Your basic nice Sunday…

Spent with a movie, followed by a few sublimely geeky hours tracing chain suprmarket history in Indianapolis and playing with video on the side, then a torta at Guadalajara, and now I’m reading my book (thanks, Sarah) and watching the big storm from the tiki room.

Sundays do not require excitement.

Winston-Salem 10th most fun, affordable city in U.S.

According to Business Week, that is.

Here’s why I hate stupid non-news stories like this:

  • They use questionable methodology.
  • They use inaccurate or irrelevant or inconsistent data.
  • They’re stupid, non-news stories and I don’t really need any further justification.

That said, I wonder if our ranking would have gone up or down if they’d included Winston-Salem’s actual population (229,617) rather than some random number (33,822) that came from…well…I don’t know where it might have come from.

Remember when reputable publications used to have things like editors and fact checkers? And writers, for that matter?

M

M is for “meeting(s).”

M is for “myriad maniacal morons in big-ass SUVs on I-40.”

M is for “Monday.”

But at least I managed not to spend the weekend dwelling on an anniversary I didn’t particularly want to remember. Instead, I explored Charlotte with Carroll on Saturday and spent Sunday eliminating things that no longer belong in my life. The latter sounds all mysterious and philosophical and shit, but it pretty much just means “cleaning out the basement.”

Friday from hell

I don’t like to whine, really, but what a shitty day.

I felt a little rotten this morning and stayed home from work, which is fairly unusual for me. But I ended up spending much of the day being inordinately stressed by something really pointless. No, I don’t care to elaborate right now. But I finally finished all related tasks and was headed home to start having my weekend.

And then my car started overheating. It’s no doubt the same problem that almost killed my trip to Atlanta three months ago, an it’s now ruining more weekend plans for me. I think I need a new car.

Season premiere

Otherstream

The long-running dramedy, which began as a mid-season replacement called Planet SOMA in January of 1996, enters its seventeenth season with some big changes in format. Most dramatically, our hero finds himself divorced–co-star Mark Arsenal departed for greener pastures at another network last season but is scheduled for at least one cameo appareance–and increasingly responsible for the care of his aging parents.

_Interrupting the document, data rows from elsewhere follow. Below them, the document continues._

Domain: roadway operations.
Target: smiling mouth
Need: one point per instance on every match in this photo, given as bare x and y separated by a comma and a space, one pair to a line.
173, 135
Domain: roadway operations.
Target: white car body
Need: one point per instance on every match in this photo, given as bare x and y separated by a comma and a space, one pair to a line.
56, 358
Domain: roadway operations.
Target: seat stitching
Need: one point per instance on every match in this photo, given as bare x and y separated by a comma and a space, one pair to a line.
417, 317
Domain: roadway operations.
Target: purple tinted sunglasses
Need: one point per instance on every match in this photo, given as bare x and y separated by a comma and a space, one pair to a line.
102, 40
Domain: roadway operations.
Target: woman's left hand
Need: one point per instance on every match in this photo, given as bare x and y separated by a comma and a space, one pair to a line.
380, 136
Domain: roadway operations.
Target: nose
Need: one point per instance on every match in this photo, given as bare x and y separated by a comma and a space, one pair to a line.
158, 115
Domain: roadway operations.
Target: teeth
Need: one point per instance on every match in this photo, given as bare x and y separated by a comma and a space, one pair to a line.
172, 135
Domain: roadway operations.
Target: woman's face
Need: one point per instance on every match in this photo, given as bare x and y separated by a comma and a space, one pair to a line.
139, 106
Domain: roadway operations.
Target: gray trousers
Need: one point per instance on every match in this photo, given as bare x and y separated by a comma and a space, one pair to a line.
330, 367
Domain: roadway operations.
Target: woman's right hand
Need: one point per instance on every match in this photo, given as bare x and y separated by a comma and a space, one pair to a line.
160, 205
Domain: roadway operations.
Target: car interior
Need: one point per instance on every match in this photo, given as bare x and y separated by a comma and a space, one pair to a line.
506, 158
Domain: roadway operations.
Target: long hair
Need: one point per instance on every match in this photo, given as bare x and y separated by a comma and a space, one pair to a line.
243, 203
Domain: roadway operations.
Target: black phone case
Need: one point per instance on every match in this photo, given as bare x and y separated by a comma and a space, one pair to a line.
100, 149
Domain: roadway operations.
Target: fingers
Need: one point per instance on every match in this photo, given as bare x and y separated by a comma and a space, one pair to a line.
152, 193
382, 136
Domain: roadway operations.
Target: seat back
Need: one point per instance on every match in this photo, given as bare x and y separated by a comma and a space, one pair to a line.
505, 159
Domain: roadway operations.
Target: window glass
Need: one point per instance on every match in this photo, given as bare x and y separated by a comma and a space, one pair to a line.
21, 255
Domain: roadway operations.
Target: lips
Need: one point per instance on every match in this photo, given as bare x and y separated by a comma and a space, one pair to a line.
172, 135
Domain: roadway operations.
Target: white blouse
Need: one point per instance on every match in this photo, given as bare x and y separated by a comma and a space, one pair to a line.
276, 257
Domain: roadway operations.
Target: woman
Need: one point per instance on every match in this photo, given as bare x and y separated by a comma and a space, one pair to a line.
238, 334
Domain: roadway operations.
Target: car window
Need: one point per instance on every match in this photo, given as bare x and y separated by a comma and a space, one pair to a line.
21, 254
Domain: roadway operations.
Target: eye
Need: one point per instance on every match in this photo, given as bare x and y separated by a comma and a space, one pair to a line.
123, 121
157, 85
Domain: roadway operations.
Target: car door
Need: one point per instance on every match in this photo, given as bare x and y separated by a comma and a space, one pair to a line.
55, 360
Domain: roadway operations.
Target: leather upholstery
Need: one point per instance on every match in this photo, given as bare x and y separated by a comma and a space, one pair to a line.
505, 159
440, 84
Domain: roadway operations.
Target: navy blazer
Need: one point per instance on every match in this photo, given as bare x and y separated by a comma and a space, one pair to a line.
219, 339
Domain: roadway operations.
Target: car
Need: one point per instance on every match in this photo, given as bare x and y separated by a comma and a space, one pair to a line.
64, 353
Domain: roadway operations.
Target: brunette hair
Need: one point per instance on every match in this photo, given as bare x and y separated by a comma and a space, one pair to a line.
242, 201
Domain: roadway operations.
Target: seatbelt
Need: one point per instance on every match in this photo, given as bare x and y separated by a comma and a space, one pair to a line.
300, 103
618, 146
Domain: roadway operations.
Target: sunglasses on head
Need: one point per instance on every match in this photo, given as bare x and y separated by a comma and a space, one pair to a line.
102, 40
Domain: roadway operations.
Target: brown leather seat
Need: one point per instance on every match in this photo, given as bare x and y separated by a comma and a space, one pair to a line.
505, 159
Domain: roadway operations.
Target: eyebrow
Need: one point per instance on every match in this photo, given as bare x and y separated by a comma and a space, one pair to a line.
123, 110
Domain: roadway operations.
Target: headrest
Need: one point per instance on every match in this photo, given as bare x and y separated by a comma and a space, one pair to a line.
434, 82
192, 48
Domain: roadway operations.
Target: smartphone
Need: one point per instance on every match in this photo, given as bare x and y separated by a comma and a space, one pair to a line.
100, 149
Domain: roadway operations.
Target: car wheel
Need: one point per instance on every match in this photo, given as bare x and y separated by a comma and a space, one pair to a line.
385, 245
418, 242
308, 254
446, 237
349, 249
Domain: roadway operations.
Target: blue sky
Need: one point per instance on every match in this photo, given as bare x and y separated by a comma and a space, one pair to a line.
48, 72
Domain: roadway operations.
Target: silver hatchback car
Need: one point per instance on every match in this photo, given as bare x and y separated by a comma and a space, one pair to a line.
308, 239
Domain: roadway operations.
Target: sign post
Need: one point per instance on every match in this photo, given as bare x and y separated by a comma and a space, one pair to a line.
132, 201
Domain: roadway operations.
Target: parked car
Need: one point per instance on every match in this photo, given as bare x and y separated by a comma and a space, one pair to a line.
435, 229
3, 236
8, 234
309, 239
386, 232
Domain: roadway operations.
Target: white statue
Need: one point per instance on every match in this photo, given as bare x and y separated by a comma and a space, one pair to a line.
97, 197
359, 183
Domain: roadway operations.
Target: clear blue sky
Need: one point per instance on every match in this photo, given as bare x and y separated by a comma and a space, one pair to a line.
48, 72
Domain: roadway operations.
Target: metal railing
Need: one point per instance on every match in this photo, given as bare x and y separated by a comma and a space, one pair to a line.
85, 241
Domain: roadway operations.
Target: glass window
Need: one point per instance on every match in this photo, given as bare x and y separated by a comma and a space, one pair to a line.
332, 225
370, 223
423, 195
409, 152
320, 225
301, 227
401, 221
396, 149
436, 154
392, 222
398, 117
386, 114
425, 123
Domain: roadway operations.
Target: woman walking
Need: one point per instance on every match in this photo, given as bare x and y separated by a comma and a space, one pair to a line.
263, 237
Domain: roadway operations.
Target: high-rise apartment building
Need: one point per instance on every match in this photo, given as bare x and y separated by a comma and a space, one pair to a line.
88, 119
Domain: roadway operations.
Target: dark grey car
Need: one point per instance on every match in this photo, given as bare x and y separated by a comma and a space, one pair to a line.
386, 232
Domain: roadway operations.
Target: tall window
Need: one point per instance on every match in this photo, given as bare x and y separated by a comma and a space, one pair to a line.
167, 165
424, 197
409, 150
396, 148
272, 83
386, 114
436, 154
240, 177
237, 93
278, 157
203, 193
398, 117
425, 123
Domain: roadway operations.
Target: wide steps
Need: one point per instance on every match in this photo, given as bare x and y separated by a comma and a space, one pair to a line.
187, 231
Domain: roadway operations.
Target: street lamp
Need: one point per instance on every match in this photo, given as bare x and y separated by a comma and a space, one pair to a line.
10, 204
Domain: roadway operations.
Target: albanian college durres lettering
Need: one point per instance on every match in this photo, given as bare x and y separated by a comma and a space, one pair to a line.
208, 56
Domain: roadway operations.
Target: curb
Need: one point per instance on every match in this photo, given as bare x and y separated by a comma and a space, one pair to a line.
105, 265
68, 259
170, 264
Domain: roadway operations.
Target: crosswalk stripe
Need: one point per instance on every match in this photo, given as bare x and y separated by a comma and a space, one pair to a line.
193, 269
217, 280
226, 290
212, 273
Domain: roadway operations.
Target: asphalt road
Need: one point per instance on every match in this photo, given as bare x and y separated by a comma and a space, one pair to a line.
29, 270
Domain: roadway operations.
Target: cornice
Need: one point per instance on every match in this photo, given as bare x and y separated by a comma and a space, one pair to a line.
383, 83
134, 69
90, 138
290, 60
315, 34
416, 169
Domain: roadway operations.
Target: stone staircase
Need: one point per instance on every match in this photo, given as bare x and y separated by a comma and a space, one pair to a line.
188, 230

Like much of last season, most of the action now takes place in the college library where David works, allowing some youthful contributions to a series whose ratings have been skewing increasingly older in recent years. In October, the series will embark on one of its periodic “field trips” with hilarity expected to ensue somewhere in the vicinity of the Canadian border.

There has been speculation that a later plot development might include a relocation (David moves into the apartment above his parents’ garage?), the addition of a teenage character (the result of a long-forgotten heterosexual encounter from the mid-1990s?), or the death of a beloved long-term character in a helicopter accident somewhere in Korea. The producers would neither confirm nor deny these rumors at press time.

Season Premiere: Sunday, September 11 at 9PM Eastern.

Otherstream: The Plot Summary

The plot summary

I rather enjoyed this little exercise in creative writing and decided it deserved to be expanded into a new “about the site” page.

I’ve been thinking lately that my life the past few years bears a striking resemblance to The Doris Day Show, with a pretty major format change every year. This seemed a little more entertaining way of saying that than your average self-indulgent navel-gazing post. It also meshes nicely with the fact that so many big events in my life tend to occur in fall or during sweeps.